You can filter token streams coming from lexers to improve or annotate the output. For example, you can highlight special words in comments, convert keywords to upper or lowercase to enforce a style guide etc.
To apply a filter, you can use the add_filter() method of a lexer:
>>> from pygments.lexers import PythonLexer >>> l = PythonLexer() >>> # as string >>> l.add_filter("codetagify") >>> l.filters [<pygments.filters.CodeTagFilter object at 0xb785decc>] >>> from pygments.filters import KeywordRewriteFilter >>> # or class >>> l.add_filter(KeywordRewriteFilter(keywordcase='lower'))
The add_filter() method also takes keyword arguments which are forwarded to the constructor of the filter.
To get a list of all registered filters by name, you can use the get_all_filters() function from the pygments.filters module that returns an iterable for all known filters.
If you want to write your own filter, have a look at Write your own filter.
Builtin Filters
NameHighlightFilter
Highlight a normal Name token with a different token type.
Example:
filter = NameHighlightFilter( names=['foo', 'bar', 'baz'], tokentype=Name.Function, )This would highlight the names "foo", "bar" and "baz" as functions.
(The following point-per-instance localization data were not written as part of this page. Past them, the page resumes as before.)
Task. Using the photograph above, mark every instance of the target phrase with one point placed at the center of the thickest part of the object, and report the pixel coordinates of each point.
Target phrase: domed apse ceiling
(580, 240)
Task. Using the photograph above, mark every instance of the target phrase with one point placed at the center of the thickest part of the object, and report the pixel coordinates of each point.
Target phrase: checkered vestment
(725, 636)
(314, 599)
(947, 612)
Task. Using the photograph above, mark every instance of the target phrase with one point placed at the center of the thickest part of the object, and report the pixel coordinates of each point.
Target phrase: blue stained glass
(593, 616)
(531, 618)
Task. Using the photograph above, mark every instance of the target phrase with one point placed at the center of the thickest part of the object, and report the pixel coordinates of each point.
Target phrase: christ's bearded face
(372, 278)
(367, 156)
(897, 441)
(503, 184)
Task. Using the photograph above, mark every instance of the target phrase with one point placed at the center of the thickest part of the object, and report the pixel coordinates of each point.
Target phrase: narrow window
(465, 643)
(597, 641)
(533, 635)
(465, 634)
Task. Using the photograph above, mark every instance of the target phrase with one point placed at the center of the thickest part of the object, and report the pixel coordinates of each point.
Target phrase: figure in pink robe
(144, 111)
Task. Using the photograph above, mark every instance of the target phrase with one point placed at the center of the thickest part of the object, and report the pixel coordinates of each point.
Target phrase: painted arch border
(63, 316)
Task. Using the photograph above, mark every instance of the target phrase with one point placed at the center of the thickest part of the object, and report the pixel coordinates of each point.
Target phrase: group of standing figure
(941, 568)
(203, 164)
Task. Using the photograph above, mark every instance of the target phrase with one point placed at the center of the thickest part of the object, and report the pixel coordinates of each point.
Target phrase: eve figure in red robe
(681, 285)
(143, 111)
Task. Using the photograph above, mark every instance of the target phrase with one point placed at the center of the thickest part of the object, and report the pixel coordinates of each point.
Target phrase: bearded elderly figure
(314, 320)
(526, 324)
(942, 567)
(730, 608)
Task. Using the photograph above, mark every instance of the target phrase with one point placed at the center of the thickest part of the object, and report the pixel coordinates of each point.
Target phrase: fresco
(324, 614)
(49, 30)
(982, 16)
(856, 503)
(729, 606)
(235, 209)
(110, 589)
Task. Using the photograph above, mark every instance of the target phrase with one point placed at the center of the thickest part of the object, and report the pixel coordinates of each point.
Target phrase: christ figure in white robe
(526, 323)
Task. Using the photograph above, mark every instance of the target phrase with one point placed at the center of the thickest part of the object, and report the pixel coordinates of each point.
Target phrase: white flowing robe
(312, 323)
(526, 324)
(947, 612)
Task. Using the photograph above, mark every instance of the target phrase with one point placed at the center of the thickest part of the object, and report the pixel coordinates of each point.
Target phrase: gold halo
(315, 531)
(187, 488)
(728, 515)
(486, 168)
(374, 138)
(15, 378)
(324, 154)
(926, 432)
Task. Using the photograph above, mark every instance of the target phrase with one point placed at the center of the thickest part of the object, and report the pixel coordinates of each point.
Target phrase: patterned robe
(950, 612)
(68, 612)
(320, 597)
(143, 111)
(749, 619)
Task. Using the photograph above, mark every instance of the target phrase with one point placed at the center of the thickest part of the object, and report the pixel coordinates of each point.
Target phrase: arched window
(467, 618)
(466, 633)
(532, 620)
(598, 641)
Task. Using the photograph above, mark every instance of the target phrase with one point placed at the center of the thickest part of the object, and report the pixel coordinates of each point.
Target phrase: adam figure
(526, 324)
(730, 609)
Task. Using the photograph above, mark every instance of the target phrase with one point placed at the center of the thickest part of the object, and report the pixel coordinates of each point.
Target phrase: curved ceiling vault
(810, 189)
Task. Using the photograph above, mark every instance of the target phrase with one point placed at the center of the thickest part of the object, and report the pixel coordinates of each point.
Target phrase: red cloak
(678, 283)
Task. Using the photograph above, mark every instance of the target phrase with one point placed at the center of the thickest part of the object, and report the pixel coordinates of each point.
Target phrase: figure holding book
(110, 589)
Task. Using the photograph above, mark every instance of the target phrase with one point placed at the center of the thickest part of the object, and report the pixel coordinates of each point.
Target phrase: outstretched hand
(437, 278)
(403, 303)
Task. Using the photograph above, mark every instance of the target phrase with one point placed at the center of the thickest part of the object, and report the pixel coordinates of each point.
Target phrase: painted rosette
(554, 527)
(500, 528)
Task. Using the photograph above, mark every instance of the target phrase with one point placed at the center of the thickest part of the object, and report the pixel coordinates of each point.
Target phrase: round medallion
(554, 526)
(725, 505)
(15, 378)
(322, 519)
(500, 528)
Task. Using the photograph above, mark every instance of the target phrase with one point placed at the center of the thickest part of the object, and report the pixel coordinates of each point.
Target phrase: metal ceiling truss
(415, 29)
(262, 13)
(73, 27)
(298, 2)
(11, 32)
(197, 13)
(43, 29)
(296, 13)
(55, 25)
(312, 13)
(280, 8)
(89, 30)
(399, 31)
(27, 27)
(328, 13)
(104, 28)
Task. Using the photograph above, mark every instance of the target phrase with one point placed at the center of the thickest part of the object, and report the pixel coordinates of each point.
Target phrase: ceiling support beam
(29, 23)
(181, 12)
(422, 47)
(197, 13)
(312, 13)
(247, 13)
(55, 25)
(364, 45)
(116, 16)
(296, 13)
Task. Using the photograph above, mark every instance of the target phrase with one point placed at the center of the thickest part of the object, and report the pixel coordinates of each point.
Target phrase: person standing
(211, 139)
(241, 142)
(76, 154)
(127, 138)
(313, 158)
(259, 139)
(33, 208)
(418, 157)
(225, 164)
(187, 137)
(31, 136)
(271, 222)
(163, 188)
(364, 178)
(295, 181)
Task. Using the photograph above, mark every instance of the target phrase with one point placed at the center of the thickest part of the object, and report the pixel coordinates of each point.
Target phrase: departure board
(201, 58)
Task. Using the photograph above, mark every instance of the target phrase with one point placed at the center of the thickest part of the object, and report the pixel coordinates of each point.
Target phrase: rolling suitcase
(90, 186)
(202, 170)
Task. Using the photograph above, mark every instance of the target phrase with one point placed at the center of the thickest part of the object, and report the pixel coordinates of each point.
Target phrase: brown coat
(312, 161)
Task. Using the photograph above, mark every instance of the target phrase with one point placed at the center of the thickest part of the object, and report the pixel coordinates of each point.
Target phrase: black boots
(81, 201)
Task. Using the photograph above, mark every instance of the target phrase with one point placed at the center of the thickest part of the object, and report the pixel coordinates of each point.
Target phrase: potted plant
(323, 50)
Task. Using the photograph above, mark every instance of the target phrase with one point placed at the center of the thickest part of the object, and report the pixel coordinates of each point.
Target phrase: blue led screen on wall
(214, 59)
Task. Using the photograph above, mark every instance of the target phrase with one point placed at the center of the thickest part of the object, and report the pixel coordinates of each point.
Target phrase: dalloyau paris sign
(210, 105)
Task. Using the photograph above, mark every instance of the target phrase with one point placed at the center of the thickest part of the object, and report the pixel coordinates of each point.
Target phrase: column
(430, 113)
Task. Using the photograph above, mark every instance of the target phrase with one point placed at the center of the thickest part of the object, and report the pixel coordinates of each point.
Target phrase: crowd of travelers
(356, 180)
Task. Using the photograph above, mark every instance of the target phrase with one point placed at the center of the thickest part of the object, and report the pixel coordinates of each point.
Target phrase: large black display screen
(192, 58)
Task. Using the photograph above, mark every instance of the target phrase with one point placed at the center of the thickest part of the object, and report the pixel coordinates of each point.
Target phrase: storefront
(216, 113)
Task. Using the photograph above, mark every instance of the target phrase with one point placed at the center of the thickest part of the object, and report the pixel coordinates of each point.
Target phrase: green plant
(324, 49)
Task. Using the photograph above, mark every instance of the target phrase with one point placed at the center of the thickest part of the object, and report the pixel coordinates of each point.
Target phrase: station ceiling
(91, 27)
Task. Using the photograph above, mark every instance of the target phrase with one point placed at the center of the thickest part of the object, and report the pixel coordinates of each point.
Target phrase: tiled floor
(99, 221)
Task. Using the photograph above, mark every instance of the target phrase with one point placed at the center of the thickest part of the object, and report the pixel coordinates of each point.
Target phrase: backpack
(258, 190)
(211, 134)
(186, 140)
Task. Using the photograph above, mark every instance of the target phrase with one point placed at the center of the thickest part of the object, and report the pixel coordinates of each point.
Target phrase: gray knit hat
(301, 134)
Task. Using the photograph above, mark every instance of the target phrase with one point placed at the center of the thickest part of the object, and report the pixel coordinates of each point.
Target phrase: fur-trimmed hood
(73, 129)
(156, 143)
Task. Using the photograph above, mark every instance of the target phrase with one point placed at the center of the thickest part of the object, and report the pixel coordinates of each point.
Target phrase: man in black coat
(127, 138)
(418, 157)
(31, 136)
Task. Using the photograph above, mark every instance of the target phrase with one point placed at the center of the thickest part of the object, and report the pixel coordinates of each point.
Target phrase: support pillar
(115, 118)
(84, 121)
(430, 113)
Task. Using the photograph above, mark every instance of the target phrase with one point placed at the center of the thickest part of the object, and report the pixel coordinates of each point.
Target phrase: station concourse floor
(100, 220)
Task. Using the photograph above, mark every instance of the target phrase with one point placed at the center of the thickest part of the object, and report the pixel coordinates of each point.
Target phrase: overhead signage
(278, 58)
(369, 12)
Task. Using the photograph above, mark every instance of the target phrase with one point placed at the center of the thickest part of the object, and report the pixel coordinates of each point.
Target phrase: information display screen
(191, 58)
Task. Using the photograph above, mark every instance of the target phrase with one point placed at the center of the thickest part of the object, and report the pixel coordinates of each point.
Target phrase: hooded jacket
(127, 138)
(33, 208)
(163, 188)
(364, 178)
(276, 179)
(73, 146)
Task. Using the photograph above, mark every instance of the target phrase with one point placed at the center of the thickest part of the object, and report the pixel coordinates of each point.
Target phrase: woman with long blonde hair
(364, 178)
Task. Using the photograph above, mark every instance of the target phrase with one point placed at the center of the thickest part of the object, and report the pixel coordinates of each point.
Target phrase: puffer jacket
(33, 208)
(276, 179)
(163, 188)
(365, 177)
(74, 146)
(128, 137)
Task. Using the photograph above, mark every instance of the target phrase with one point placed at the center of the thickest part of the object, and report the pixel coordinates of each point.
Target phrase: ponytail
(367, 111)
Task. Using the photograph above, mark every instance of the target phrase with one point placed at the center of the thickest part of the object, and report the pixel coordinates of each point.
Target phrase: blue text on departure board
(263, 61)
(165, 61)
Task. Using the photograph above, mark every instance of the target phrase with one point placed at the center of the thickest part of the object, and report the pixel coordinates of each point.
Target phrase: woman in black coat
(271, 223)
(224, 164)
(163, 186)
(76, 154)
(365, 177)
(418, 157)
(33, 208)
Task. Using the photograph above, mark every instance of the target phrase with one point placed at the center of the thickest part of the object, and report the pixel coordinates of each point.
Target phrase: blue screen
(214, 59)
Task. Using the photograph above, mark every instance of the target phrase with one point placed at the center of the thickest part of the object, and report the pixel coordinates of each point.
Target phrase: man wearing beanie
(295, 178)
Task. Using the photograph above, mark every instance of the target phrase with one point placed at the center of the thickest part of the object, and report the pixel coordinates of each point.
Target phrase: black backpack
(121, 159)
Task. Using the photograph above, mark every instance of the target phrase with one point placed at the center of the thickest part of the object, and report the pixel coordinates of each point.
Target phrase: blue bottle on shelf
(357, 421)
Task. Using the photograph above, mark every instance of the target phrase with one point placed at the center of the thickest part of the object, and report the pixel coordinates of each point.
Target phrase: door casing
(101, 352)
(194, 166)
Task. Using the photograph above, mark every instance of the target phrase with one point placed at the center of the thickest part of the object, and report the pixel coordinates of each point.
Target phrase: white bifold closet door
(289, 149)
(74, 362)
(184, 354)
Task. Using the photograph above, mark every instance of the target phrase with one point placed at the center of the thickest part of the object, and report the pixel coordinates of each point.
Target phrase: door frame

Name.Function is the default token type.
Name: highlight
CodeTagFilter
Highlight special code tags in comments and docstrings.
Per default, the list of highlighted tags is XXX, TODO, BUG and NOTE. You can override this list by specifying a codetags parameter that takes a list of words.
Name: codetagify
KeywordCaseFilter
Convert keywords to lower, upper or capitalize which means first letter uppercase, rest lowercase.
This can be useful e.g. if you highlight Pascal code and want to adapt the code to your styleguide. The default is lower, override that by providing the case parameter.